Abstract

Dent’s disease is an inherited disorder whose clinical features result from renal tubular epithelial dysfunction. Dent’s disease is associated with mutations in CLCN5 in about 60% of cases, and with mutations in OCRL1 in another 15%. The major features of Dent’s disease reflect disturbances in proximal tubular solute reabsorption. The most consistent of these is low-molecular-weight (LMW) proteinuria, which is essentially a universal feature in all affected males and, in less extreme degrees, in many carrier females. LMW proteinuria is dramatically milder in females, but it is sufficiently consistent as to have value as a screening tool, though some carriers have normal excretion of LMW proteins. The urinary proteome in Dent’s disease reflects failure to reabsorb filtered proteins.

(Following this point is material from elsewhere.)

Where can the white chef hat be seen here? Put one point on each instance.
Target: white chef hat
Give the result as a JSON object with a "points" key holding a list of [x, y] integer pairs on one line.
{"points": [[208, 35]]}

It does not include proteinsthat are secreted into the urine in response to tubular injury.Although kidney stones occur in only half of patients, nephrolithiasis is one of the distinctive features of Dent’s disease. Hypercalciuria is nearly universal before the onset of renal failure, and the stones are composed of calcium, either oxalate or phosphate. Hypercalciuria is moderate in adolescents and young adults with Dent’s disease, in the range of 4-6 mg/kg body weight, but in children under age 10 years it can be much greater and can exceed 10 mg/kg. Nephrocalcinosis may reflect a disturbance beyond hypercalciuria, as the degree of hypercalciuria in Dent’s disease is no more severe than in a typical patient with idiopathic hypercalciuria. Rickets only occurs in a minority of patients with Dent’s disease but it is often severe and disabling in those patients.